Here's what I've done:
mkdir -p ~/tmp/scalasparkrepl
cd !$
echo 'scalaVersion := "2.11.12"' > build.sbt
echo 'libraryDependencies += "org.apache.spark" %% "spark-core" % "2.3.0"' >> build.sbt
echo 'libraryDependencies += "org.apache.spark" %% "spark-sql" % "2.3.0"' >> build.sbt
echo 'libraryDependencies += "org.apache.spark" %% "spark-hive" % "2.3.0"' >> build.sbt
sbt console
That opens a scala REPL (including downloading all the dependencies) in which I run:
import org.apache.spark.SparkConf
import org.apache.spark.sql.{SparkSession, DataFrame}
val conf = new SparkConf().setMaster("local[*]")
val spark = SparkSession.builder().appName("spark repl").config(conf).config("spark.sql.warehouse.dir", "~/tmp/scalasparkreplhive").enableHiveSupport().getOrCreate()
spark.range(0, 1000).toDF()
which fails with error access denied org.apache.derby.security.SystemPermission( "engine", "usederbyinternals" )
:
scala> spark.range(0, 1000).toDF()
18/05/08 11:51:11 INFO SharedState: Setting hive.metastore.warehouse.dir ('null') to the value of spark.sql.warehouse.dir ('~/tmp/scalasparkreplhive').
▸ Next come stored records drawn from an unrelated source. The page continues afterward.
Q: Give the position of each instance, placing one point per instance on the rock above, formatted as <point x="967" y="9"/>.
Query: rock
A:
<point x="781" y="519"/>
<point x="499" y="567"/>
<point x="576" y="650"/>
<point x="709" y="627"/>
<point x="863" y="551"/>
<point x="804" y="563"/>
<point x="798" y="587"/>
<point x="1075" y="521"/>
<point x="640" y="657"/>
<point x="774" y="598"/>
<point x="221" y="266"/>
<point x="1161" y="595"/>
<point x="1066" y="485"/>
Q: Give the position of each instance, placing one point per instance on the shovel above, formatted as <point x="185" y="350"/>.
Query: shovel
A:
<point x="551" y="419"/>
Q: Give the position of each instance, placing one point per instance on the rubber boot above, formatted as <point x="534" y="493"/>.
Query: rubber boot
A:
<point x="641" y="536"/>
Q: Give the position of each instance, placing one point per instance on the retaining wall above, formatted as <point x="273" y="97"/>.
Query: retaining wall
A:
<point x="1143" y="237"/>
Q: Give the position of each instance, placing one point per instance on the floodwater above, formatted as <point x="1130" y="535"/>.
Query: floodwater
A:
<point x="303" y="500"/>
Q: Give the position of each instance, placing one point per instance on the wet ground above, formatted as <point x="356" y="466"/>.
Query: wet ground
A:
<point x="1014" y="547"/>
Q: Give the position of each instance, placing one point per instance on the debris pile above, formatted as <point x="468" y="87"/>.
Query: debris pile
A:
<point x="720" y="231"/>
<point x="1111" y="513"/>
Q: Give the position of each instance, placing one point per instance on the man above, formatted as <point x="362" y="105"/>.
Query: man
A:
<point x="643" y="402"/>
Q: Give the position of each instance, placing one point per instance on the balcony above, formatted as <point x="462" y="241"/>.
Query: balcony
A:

18/05/08 11:51:11 INFO SharedState: Warehouse path is '/tmp/scalasparkreplhive'.
18/05/08 11:51:12 INFO StateStoreCoordinatorRef: Registered StateStoreCoordinator endpoint
18/05/08 11:51:12 INFO HiveUtils: Initializing HiveMetastoreConnection version 1.2.1 using Spark classes.
18/05/08 11:51:12 INFO HiveMetaStore: 0: Opening raw store with implemenation class:org.apache.hadoop.hive.metastore.ObjectStore
18/05/08 11:51:12 INFO ObjectStore: ObjectStore, initialize called
18/05/08 11:51:13 INFO Persistence: Property hive.metastore.integral.jdo.pushdown unknown - will be ignored
18/05/08 11:51:13 INFO Persistence: Property datanucleus.cache.level2 unknown - will be ignored
java.security.AccessControlException: access denied org.apache.derby.security.SystemPermission( "engine", "usederbyinternals" )
I've googled around and there is some information on this error but nothing which I've been able to use to solve it. I find it strange that a scala/sbt project on the command-line would have this problem whereas a sbt project in IntelliJ works fine (I pretty much copied/pasted the code from an IntelliJ project). I guess IntelliJ is doing something on my behalf but I don't know what, that's why I'm undertaking this exercise.
Can anyone advise how to solve this problem?